Soya Cincau @ Core Design Gallery
Ali Nurazmal Yusoff curates this black & white exhibition, its wacky title depicting fun by virtue of its wide range of mediums on show. Fish designs seared onto canvas, a ‘Turning’ canopy projecting shadows, suspended snake and ladder toys, and sandwiched parchment between Perspex, display works from developing artists yet to realise their concepts or execution in its entirety. Established artists join in the monochromatic exercise via utilising innovative techniques – Azrin Mohd’s light boxes present a natural progressive for direct narratives, and Jamil Zakaria’s sculptures follow on from the artist’s characteristic manipulation of wire. Traditional oil painting retains its allure with Shafarin Ghani’s ‘Rohtang’, the sublime blend of greys denoting one under appreciated painter whose more colourful works upstairs impress with its controlled tone.

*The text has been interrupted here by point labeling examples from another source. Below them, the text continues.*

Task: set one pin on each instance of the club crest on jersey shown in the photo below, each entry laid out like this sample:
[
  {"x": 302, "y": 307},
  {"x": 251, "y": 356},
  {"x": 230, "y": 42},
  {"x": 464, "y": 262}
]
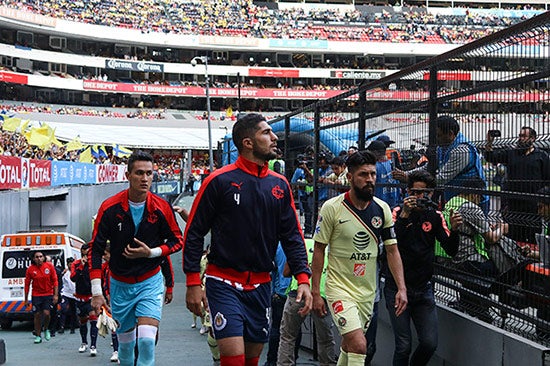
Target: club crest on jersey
[
  {"x": 219, "y": 321},
  {"x": 376, "y": 222},
  {"x": 277, "y": 192},
  {"x": 152, "y": 218},
  {"x": 342, "y": 322},
  {"x": 427, "y": 226},
  {"x": 337, "y": 307},
  {"x": 359, "y": 269}
]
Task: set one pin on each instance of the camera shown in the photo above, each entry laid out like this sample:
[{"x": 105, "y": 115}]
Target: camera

|Shafarin Ghani - Rohtang (2014)|
Another masterly painter is Husin Hourmain, who presents a stunning black-on-black calligraphy composition that ruminates over the mysterious letters Alif م, Lam ل, and Mim ا. Raja Lope Rasydi recounts his childhood memories via a departure from his airbrushed mecha characters - movie icons, found objects, and electronic devices, combine in a delightfully playful melange hung on a mesh panel. Ali also apes the silver screen with 'The Goodfather', strangely hung separately from its accompanying work '"A" for Epal', which illustrates the artist's children encased behind a wooden grille. The self-negating choice is a strange one - an isolated Mafia boss is interpreted as allusion to a patriarchal society, but when family members come into play, the overall picture represents the tenderness of a father.